If you want to make these facilities enhance pollution prevention and make for safer work environments, which is why all the major manufacturing unions also support the N.S.R. program, you must proceed forward and release these in a timely fashion, that’s what we’re asking for.

AMY GOODMAN: Let me ask Scott Segal, director of the Electrical Reliability Coordinating Council, given the latest news, the report of the Environmental Protection Agency that says the White House pressured them to lie about the environment in New York after 9/11, why should people have faith now that the Bush administration is working in the health interests of the American people when it comes to clean air?

SCOTT SEGAL: This rule is the product of over eight public hearings, hundreds of thousands of rule making comments filed on the record, the input of major organizations, everything from organized labor to indeed business organizations, environmental organizations like John’s, individual citizens, state level organizations and there’s been a massive amount, in fact abundance of process associated with this rule.

I don’t know a lot about the 9/11 report that came from E.P.A.. I can only assume that they were under some unique and strict burdens in terms of time and a lot of information to process under pretty catastrophic conditions.

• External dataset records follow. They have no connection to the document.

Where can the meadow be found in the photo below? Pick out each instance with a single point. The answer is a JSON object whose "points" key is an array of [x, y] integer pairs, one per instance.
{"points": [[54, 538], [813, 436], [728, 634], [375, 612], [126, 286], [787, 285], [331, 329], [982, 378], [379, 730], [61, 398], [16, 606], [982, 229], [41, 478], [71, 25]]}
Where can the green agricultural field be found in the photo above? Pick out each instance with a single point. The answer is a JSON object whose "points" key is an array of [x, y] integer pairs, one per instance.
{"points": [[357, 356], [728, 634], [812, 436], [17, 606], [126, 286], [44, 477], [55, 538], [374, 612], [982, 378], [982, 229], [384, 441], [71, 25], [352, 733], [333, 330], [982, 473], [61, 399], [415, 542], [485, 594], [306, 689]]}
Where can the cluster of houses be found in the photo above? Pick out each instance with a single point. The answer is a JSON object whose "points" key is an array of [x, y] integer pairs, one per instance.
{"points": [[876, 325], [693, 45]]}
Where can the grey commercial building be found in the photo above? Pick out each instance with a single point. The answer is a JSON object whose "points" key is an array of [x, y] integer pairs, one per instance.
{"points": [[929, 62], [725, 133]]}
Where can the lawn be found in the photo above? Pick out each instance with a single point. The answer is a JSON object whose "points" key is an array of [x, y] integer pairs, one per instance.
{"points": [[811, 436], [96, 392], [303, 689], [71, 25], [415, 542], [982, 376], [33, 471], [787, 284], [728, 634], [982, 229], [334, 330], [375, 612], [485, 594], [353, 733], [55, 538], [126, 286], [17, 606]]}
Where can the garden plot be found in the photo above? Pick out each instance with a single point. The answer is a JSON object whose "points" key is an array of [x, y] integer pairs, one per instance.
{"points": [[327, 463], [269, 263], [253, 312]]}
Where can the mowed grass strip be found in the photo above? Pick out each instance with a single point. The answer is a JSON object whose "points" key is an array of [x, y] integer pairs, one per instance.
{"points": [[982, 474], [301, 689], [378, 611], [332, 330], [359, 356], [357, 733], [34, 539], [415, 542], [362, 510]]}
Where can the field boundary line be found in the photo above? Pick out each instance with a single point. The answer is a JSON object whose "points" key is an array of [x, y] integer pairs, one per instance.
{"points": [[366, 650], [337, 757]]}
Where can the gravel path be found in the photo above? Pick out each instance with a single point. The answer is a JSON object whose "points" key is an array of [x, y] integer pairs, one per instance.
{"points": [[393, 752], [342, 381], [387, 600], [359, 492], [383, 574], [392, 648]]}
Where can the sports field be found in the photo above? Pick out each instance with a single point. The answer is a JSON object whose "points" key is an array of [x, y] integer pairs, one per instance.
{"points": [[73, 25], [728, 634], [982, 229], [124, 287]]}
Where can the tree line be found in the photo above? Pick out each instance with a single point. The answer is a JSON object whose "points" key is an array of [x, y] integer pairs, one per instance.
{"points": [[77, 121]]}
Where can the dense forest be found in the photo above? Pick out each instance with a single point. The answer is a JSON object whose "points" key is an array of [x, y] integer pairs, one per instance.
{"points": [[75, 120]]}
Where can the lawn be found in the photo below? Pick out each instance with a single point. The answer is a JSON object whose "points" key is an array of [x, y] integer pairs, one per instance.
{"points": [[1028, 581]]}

In this case we’ve had years and years of process, every possible and imaginable way of input.

John has highlighted that the input will continue even after the rules are final of the filing of yet another lawsuit, please do recall that lawsuits like this that delay implementation of rules, I don’t think particularly give a lot of predictability to industry. Industry that particularly eastern interconnect relies upon for the reliable sources for electricity.

JOHN WALKE: I just got to say, this is Orwellian spin, you heard Scott say pollution increase increases a pollution decrease. The 100,000 thousand comments he’s mentioned

SCOTT SEGAL: No, that’s N.R.D.C.’s comment —

JOHN WALKE: … were all opposed to these rules. I have documents demonstrating White House interference with E.P.A.'s rule in a way that was designed to make it dirtier and way that was designed to make it unlawful. The same polluter deception is occurring here as occurred in the September 11th report. We have an E.P.A. now under the Bush administration that stands for every polluter's accomplice, is working contrary to the public health interest of the American public. There is no defensible air quality reason for this rule. If you will listen carefully, Scott has not denied because he cannot deny that this rule will increase pollution. He has talked about everything on this conversation except pollution increases, which by definition will result from this rule.

SCOTT SEGAL: I have denied that. Our argument is that it increases the efficiency of these facilities which is the best way to prevent pollution…

AMY GOODMAN: On that note we’ll have to leave it there. Scott Segal, director of the Electrical Reliability Coordinating Council and John Walke, who is director of the Natural Resources Defense Council. You are listening to Democracy Now!